Isaac stepped to her and wrapped his arms around her.
She knew him. He equaled safety. When his hand traced up and down her spine, and he allowed them to just stand there, she knew the danger was not close.
“What’s going on?” She leaned back to look into his eyes.
“Why don’t you get dressed,” he suggested. “Coffee is ready, and I’ll whip us up some breakfast.” Isaac released her and took a step back.
He didn’t seem to be the warm, tender lover from last night. This man was all business. Damn, she hated morning afters. They were always so awkward, but it wasn’t like she could get dressed and make the walk of shame back to her own place. She and Isaac were stuck together for the unforeseeable future.
Resigned, she told him, “I’ll be there in a minute.” Then she reconsidered. “Do I have time for a shower?”
“Sure.” Isaac turned and left the room. His one-word sentence told her she was not going to like their next conversation.

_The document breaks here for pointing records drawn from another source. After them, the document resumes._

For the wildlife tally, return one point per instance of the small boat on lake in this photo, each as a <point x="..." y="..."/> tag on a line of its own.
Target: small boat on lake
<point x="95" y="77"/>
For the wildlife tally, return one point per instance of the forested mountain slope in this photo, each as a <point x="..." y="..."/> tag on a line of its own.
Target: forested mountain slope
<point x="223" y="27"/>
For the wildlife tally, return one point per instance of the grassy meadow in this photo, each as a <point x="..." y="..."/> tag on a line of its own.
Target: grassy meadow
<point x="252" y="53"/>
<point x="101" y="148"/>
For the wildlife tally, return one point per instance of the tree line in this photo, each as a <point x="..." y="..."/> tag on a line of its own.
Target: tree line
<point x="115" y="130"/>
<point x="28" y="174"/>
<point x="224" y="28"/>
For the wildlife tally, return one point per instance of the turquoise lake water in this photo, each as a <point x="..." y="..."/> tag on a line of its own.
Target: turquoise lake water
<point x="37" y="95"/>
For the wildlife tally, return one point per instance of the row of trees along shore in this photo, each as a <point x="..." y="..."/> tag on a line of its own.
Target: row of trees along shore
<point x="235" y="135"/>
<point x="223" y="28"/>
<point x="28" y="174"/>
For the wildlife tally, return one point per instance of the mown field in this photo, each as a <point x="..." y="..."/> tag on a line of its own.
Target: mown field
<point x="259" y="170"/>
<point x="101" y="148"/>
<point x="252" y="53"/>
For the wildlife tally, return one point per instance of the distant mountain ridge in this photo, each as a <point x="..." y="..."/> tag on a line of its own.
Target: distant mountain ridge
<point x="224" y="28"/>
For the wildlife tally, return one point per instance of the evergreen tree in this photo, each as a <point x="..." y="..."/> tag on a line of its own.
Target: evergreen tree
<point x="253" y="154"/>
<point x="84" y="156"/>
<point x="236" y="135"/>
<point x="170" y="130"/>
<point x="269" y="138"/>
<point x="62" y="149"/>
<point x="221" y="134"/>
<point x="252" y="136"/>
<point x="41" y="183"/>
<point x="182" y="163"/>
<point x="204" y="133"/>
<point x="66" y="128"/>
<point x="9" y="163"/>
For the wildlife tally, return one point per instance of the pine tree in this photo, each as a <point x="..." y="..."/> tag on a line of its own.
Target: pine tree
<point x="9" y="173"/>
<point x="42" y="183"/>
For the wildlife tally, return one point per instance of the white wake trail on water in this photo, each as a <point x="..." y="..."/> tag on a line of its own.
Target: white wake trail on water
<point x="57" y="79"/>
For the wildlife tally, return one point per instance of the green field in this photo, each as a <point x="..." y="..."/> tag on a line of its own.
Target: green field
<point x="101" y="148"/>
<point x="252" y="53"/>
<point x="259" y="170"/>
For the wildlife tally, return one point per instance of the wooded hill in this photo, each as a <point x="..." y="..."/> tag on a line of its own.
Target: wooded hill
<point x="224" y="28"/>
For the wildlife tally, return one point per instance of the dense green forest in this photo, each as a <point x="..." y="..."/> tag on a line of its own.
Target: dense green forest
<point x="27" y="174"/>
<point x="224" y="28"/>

Refreshed from a hot shower, dressed in yoga pants that she often wore as long underwear and a turtleneck, Hannah padded in her sock-covered feet into the kitchen, following the smell of food.
From the tight muscles in his face, Isaac looked angry as he stirred cheese into eggs.
Not one to put things off, she jumped right in. “Tell me the bad news.”
She watched the muscle in his jaw expand and contract several times.
“Are you married?” He didn’t even look at her.
“No.” She’d never even been engaged. Although Aziz had often spoken of making her his wife, he had never asked her to marry him. “What gave you that idea?”
Isaac turned the fire off from under the eggs and spun to look at her. “Why does ISIS want you dead?”
Hannah closed her eyes. She knew this day was going to come. She just hated that Isaac was going to be the one to hear her story. He’d realize what an immature child she’d been. She hated to look like a fool, especially to him.
“It’s a long story, and one I’m not very proud of.” She opened her eyes expecting to see his condemnation already.
His face was totally unreadable.
“Can we at least sit down for this?” She wasn’t sure if she could continue to stand.
“Grab the plates,” he ordered. “I’m hungry. We’ll eat and talk.”
She sighed at the reprieve and grabbed two plates from next to the sink where they had dried overnight.
She set her plate on the table, and he took the seat across from her. Shrugging, she admitted, “I’m not sure where to start.”
Isaac forked up some eggs and stuffed them in his mouth. He stared at her as he chewed. He was not going to be any help.
“Okay, you know I was in the YPJ, the all-female battalion in the Syrian army. Since I had three years of college—”
Isaac interrupted her. “Exactly how did you end up in the middle of the civil war in Syria?”
A chuckle escaped before her lips drew into a thin line. “In college, I was studying international relations and political science.” A better idea of how to explain it came to her, so she changed directions. “It was just like the other night when we were watching TV. Back then I saw a news flash where young girls in Syria had been kidnapped from a small town near the Iraqi border. It was very close to the refugee camp where I had been born. I felt this tremendous need to go there and help those girls.”
His brows drew together. “But you’re an American, right?”